Subscribe: iTunes or RSS
Your Daily Recommended Math
We all use mathematics everyday. At least that is what we all like to tell our friends who ask us, “What good is math anyway?” The problem is so much of this everyday mathematics is, how should I say this, non-obvious. No one thinks they are doing mathematics when they figure out the larger peanut butter is not actually a better deal than the smaller size or when they cut across the intersection diagonally to save time or when they decide to ask that friend they don’t really talk to much to spread the word about their new project because that friend has more friends than they do(not that I have any history doing this last one, no history in doing it at all). Sure those are just algebra, geometry, and network analysis problems deep down, but they are also just normal every issues. In this episode of Relatively Prime we look at three regular, everyday problems and use mathematics to make them a bit more comfortable, a bit more pleasant, and, in the case of the first story, a bit more delicious. Oh, and we have a couple quick pieces of advice about how to make pumping gas fun and tipping more secure.
Parker’s Palindromic Pumping
Samuel was talking to Matt Parker, on of the nerds in The Festival of the Spoken Nerd and author of Things to Make or Do in the Fourth Dimension which sadly is only a three dimensional book, and asked him if he had any everyday tasks which mathematics could make better. His answer will change how you pump gas forever.
But I Want That Piece
Say you are living in a new city and you haven’t made any new friends yet and your birthday is coming up. This was the exact situation Samuel was in last year. He still wanted to have a cake though, but as he was by himself Samuel was worried if he cut his cake in the traditional way it would go stale. Enter Alex Bellos, Guardian Columnist, author of Here’s Looking at Euclid, The Grapes of Math, and, with Edmund Harriss, the math coloring book Snowflake Seashell Star, to tell Samuel about Sir Francis Galton’s perfect cake cutting technique.

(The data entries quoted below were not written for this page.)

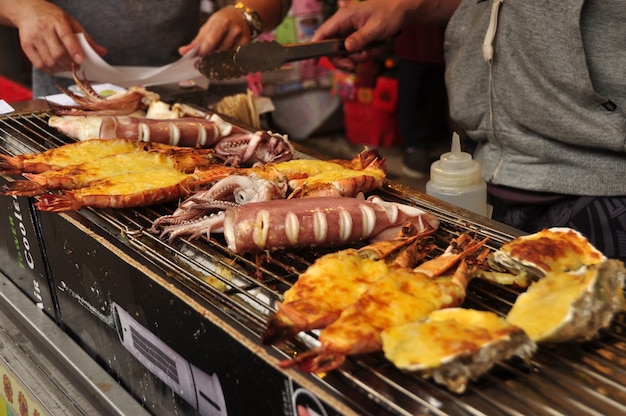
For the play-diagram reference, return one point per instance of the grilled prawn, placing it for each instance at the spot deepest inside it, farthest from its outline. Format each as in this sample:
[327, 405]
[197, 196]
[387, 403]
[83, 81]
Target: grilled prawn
[66, 155]
[81, 175]
[130, 190]
[336, 280]
[310, 178]
[400, 296]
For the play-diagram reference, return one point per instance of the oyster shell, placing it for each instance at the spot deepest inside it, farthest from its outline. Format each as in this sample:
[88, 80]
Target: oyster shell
[551, 249]
[455, 345]
[571, 305]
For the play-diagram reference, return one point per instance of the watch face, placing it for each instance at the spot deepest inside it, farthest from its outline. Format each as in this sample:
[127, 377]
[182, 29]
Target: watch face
[252, 18]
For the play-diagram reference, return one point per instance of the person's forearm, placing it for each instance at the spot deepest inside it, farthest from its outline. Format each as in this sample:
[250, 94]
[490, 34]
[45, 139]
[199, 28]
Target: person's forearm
[11, 10]
[272, 12]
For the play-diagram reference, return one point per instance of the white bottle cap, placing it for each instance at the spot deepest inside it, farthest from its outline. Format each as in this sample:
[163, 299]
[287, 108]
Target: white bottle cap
[456, 171]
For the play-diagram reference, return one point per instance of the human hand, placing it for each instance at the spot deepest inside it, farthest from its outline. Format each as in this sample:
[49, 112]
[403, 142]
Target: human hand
[226, 28]
[48, 37]
[361, 24]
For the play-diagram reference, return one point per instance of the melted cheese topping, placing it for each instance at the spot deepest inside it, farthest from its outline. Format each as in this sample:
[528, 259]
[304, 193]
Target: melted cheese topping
[444, 335]
[109, 166]
[547, 305]
[337, 279]
[136, 183]
[553, 249]
[81, 152]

Of course since Samuel recorded the interview with Alex before his birthday something was going to have to happen to make it not relevant. In this case it was a happy occurrence, Samuel actually made a friend with whom he could celebrate his birthday. Which was awesome, except it meant Alex’s cake cutting method wasn’t going to be too useful. Samuel wasn’t going to have a birthday without a mathematically appropriate cake cut though so he called up Steven Brams to determine how to fairly divide his cake between him and his new friend.
Just Choose a Spot Bob
Of course this meant Samuel needed to go get his birthday cake, and in order to do that he was going to need to find himself a parking spot. For most people this is an everyday problem, but since Samuel usually rolls out of bed and lands in front of his microphone he needed some help to choose the best spot to choose when buying his cake. Thankfully Laura Mclay, who writes the blog Punk Rock Operations Research, had his back or he would probably still be driving around the bakery’s parking lot.
Should We Stay or Should We Go
Imagine this: It is a Thursday night and the pub a few blocks away has an Irish music night you really like, but it is a small pub and when there are a lot of people there you don’t enjoy yourself. Should you go to the pub or should you stay home? This is the exact problem W. Brian Arthur found himself having in Santa Fe with the El Farol Bar in the early 90s and being trained in economics and mathematics Brian did the logical thing, he wrote a paper on it.